福尔摩斯点点头,他平举的胳膊已经有些僵硬了,依然咬牙坚持纹丝不动。
最初的时候,他之所以没有立即带离这枚炸弹,就是因为看不到装置内部的情况,判断不了到底是哪种定时触发装置,担心里面的装置会因为震荡而触发。
眼下,最坏的情况还是发生了。
旁边那个小护士已经被吓得哭了出来,她手足无措站在旁边,抽抽噎噎的说:“对......对不起!我不知道......我只是......”她说着,目光落在那牛皮纸包上——那是她签收的,是她的工作失误。
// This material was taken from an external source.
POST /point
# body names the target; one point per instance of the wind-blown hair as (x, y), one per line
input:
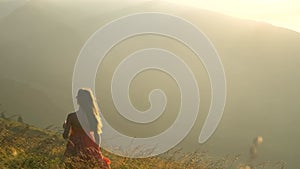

吴桐暗暗叹了口气,这也无可厚非,福尔摩斯伪装的老乞丐,让她本能的不信任,当邮包被粗暴夺走后,她下意识想抢回自己的工作,这才酿成了危局。
在华生的眼神催促下,兰开斯特爵士颤抖着走到近前。
他的双手依然在抖,见避无可避,他嘴里念念叨叨:“查尔斯这没什么大不了的!和做场小手术一样!稳一点慢一点就行了,想想花大价钱装修的诊所......”
昂贵的装修似乎又给他注入了无穷的勇气,兰开斯特爵士用力攥了攥拳头,开始上手一点一点剥离邮包封皮。
他动作极慢,一毫米一毫米拽开束绳,当牛皮纸被一点点拆开,眼前呈现的景象登时令三人眼前一黑。
邮包里赫然是一套精密的结构,下面是一块压合得严严实实的米黄色炸药块,顶端牢牢固定着一套闪闪发亮的黄铜平衡装置——那不是他们预想中任何一种延时引信,而是一具微型的精密天平。
最显眼的位置上,是一个巴掌大小的玻璃容器,固定在木板中央,里面盛着银色的液态金属,那是水银,中间的液泡代表平衡,容器两侧各嵌着一根铜质电极,尖端几乎触碰到水银表面。
两根细细的导线从电极后方延伸出来,连接到底部一块用蜡密封的装置上,正中是一根细如头发的银丝,水平悬挂着一根密封的厚壁玻璃管,两端各封着一根铂金电极丝,引线顺着黄铜架的沟槽,交错连接在炸药块的雷管
上。
“平衡水银触发......”吴桐喃喃道,额头上渗出冷汗。
他立马看懂了这枚炸弹的致命逻辑:邮包必须全程保持水平,水银液泡不能挪动,两侧电极互不相通,电路才会是断开的。
相反,一旦角度倾斜超过临界点,银色的液体就会滚动,接触两根电极——电路闭合,电流瞬间通过导线引爆底部的雷管。
“刚才倾斜那一下,为什么没炸?”华生瞪大了眼睛。
吴桐盯着那个容器,缓缓道出关键:“因为,刚刚水银只碰到了左边那根电极,它需要同时接触两侧,才能形成回路。”
他咽了口唾沫,补上最要命的那句:“现在绝不能掉以轻心,水银目前就是在临界点上——只要再晃一下,哪怕只是拆包装时的手抖,很有可能让它同时搭上两边。”
兰开斯特爵士张口结舌,双手在半空,像是被冻住了。
福尔摩斯始终平举着邮包,手臂已经开始微微颤抖,他咬牙住,从牙缝挤出一个单词:“继续。”
兰开斯特深吸一口气,指腹贴住牛皮纸边缘,比拆解任何手术缝线都慢,一点点继续剥离。
吴桐的目光往下移动,落在底部那个蜡封的装置上。
底下填充的是一种淡黄色的胶质物,质地均匀,没什么光泽,看上去像一大块被挤压瓷实的硬胶泥。
他的瞳孔骤然收缩。
从包装的标识上看,这是诺贝尔研制的新品——巴里斯太火药,是1887年刚刚发明的双基高能无烟火药,19世纪末含能材料领域的革命性突破,威力是普通炸药的五倍。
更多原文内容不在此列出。